Beltrán, Lola (1932–1996)
Beltrán, Lola (1932–1996)
Lola Beltrán (María Lucila Beltrán Ruíz) was a Mexican ranchera singer who achieved superstar status. Known as "Lola la Grande" (Lola the Great), Beltrán was the most successful female ranchera singer after Lucha Reyes (1906–1944). She was born on 7 March 1932, in El Rosario, Sinaloa, like Reyes into a lower-class family. She was working as a secretary at a radio station (XEW) in Mexico City in the 1950s when she was discovered by the singer Matilde Sánchez. With the help of Sánchez and Miguel Aceves Mejía, she made her debut as a singer. During her career she recorded more than a hundred records, with hits such as "Cucurrucucúpaloma," "Huapango torero," and "Paloma negra." She also worked extensively in film, mainly musicals, including El tesoro de la muerte (1954), Cucurrucucú paloma (1965), and Una gallina muy ponedora (1982). In the 1970s she was in the television soap opera Mi rival. Besides her noteworthiness as a female singer in an otherwise male-dominated field, she is significant for bringing ranchera music, a traditional Mexican style related to mariachi, to the international stage, and is informally known as the "Ambassador of the Ranchera." She was the first ranchera artist to perform at the Palacio de Bellas Artes in Mexico City. Beltrán influenced many singers working in the genre, including Rocío Dúrcal and Linda Ronstadt.
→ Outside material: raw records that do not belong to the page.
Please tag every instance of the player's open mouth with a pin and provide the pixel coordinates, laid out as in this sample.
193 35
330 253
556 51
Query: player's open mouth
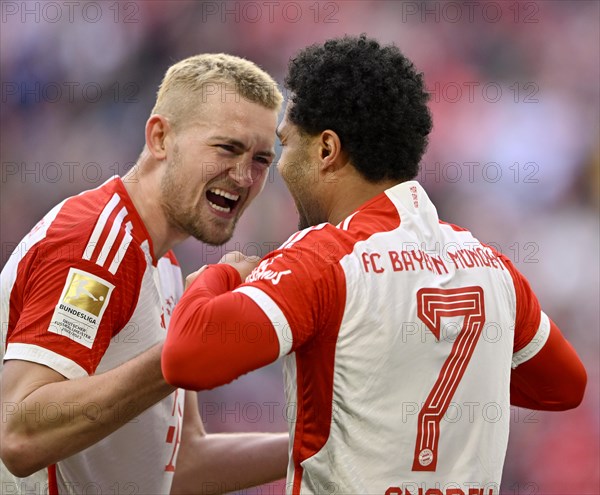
221 200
She died suddenly on 24 March 1996, in Mexico City.
See alsoMusic: Popular Music and Dance .
BIBLIOGRAPHY
Garcia-Orozco, Antonia. "Cucurrucucú Palomas: The Estilo Bravío of Lucha Reyes and the Creation of Feminist Consciousness via the Canción Ranchera." Ph.D. diss., Claremont Graduate University, 2005.
Nájera-Ramírez, Olga. "Unruly Passions: Poetics, Performance, and Gender in the Ranchera Song." In Chicana Feminisms: A Critical Reader, edited by Gabriela F. Arredondo et al., pp. 184-210. Durham, NC: Duke University Press, 2003.